While the exhibitors blame the weather in December and the downturn in the economy for their financial problems, I hope people are staying home because they have a better family history. Baptisms, like Luke’s that we celebrated last week, give us a new family story – no longer in Adam but now in Christ – which is told in the language of Creation, Fall and Recreation. We no longer find our story in the philosophies of the world, but in our connection through baptism to Christ. Colossians 2 describes our new family story this way:
8 See to it that no one takes you captive by philosophy and empty deceit, according to human tradition, according to the elemental spirits of the world, and not according to Christ. 9 For in him the whole fullness of deity dwells bodily,
10 and you have been filled in him, who is the head of all rule and authority.
11 In him also you were circumcised with a circumcision made without hands, by putting off the body of the flesh, by the circumcision of Christ, 12 having been buried with him in baptism, in which you were also raised with him through faith in the powerful working of God, who raised him from the dead.

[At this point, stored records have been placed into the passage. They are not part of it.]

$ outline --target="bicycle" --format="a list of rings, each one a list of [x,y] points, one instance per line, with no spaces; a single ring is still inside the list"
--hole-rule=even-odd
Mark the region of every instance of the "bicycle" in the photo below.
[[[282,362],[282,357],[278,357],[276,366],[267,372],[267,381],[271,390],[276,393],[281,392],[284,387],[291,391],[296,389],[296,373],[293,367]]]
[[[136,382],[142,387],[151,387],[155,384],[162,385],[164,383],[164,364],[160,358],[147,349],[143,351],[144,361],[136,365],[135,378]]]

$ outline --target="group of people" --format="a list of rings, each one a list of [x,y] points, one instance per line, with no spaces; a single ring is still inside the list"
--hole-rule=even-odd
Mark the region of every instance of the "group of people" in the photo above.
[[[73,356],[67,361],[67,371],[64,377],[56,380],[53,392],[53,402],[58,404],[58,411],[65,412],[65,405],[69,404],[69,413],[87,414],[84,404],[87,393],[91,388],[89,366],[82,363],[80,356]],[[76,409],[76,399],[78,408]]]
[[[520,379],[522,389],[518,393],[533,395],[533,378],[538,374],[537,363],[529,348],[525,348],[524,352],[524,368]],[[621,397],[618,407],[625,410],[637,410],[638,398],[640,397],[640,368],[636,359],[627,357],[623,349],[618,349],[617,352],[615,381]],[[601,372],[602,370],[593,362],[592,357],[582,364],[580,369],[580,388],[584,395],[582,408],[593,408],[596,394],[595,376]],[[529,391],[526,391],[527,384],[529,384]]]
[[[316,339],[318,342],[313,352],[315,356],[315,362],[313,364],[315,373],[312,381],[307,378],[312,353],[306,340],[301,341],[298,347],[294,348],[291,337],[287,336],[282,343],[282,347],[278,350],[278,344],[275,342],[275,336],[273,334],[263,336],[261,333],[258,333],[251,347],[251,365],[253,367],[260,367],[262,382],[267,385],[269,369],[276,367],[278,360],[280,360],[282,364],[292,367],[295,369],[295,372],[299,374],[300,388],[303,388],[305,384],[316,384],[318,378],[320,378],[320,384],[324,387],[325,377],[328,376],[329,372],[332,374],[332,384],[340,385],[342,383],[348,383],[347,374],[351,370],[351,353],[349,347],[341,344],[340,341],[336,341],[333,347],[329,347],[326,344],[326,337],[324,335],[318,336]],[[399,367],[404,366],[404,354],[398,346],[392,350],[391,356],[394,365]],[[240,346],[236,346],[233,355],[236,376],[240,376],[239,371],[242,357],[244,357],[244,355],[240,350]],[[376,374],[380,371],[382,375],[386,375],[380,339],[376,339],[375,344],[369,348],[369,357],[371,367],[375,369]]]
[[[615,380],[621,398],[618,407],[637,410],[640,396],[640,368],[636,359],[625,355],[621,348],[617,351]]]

Baptism is a wonderful reminder of death to sin and resurrection to new life, opening the way for God’s grace to work. Our story doesn’t begin with Darwin’s theory but with God’s promises. And baptism gives us the family to go along with the story. No waiting in line for tickets, just the invitation to be the church.
In our baptism liturgy we are reminded that “we are therefore always to teach our little ones that they have been set aside by baptism as God’s own children.” As we celebrate baptism this month and remember our little ones – Laurel’s Isabelle, the foster-daughter who has been such a blessing to Jim and Melinda, and Ryan and Mallory’s young son, Luke – we also remind ourselves of our new family history. And every Sunday should be a family reunion!